Study On Hand-pushing Detection Device Of Catenary Status Based On Laser Scanning

Catenary is the important way that tractive power supply system provides power to the electric locomotive, and plays an important role in the electrified railway, therefore ensuring normal working condition of catenary is of vital significance to railway transportation. Height of conductor and stagger value are very important to maintain good pantograph-contact line relation in catenary static parameters, traditional contact measurement adopting range pole, objecto pendent has not meet the requirement of catenary inspection, due to low detection efficiency and big labor-intensity.
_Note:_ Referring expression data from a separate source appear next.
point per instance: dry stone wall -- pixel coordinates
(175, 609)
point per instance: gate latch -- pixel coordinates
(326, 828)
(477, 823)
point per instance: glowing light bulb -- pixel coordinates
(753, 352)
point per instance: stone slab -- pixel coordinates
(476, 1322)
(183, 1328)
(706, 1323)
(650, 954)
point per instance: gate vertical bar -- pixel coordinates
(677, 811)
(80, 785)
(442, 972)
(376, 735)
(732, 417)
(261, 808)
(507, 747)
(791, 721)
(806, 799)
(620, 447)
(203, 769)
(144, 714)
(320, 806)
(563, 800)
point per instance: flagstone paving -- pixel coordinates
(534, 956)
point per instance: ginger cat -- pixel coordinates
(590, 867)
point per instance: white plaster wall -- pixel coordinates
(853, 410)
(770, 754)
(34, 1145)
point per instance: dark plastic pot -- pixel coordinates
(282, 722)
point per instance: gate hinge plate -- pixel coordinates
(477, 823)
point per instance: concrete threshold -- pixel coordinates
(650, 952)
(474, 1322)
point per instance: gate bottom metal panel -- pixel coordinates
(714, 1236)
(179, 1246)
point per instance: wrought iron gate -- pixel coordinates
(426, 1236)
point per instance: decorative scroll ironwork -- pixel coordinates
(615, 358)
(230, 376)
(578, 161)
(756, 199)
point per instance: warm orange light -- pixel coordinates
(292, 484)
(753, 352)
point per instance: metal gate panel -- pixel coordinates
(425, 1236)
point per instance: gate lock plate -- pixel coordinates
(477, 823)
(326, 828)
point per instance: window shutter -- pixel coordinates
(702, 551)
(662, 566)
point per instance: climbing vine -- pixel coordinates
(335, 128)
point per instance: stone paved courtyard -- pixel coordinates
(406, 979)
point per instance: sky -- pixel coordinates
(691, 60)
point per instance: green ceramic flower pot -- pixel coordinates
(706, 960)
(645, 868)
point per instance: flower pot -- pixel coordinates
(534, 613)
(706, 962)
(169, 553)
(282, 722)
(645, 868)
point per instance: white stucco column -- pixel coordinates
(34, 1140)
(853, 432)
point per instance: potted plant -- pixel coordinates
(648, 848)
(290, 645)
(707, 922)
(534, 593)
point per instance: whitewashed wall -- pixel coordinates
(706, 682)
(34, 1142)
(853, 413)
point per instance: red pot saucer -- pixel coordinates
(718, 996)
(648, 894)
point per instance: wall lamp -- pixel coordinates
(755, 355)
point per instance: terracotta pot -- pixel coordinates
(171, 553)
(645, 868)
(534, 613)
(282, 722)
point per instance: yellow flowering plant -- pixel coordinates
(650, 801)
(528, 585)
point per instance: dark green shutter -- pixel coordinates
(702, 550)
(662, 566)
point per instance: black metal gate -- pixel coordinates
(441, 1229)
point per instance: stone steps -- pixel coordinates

Therefore developing a kind of automatic catenary parameters detection device with high efficience is of great significance.This thesis comprehensively analysing the current situation of catenary geometry parameters detection, and puts forward a non-contact measurement scheme to detect catenary geometric parameters using laser scanning system, and designs a set of hand-pushing catenary geometric parameters detection device. This system uses hand-pushing detection car as the main structure, and installs laser scanning sensor, inclinometer and axle encoder to collect detection data, and calculates height of conductor, stagger value, superelevation, mileage. System can display catenary geometry parameters at current position in the interface.This thesis completes the selection of sensors and designs signal conditioning circuit on hardware, offering support for data collection. On software this thesis designs catenary data extraction algorithm, according to the characteristics of contact line to extract data; and basing on Kalman filter algorithm to filter the sensor signal, to reduce noise, and analysing the filtering effect; Calibration scheme is designed, using the improved iterative closest point algorithm (ICP algorithm) to calibrate the laser scanning sensor.To verify the stability and reliability of the catenary inspection system, system was tested in the laboratory environment and in the circular railway experimental base of China Academy of Railway Sciences. Through comparing measurement results to static catenary geometric parameters measuring instrument with higher precision, accuracy can reach ±5mm, showing that this system can accurately detect catenary geometry parameters.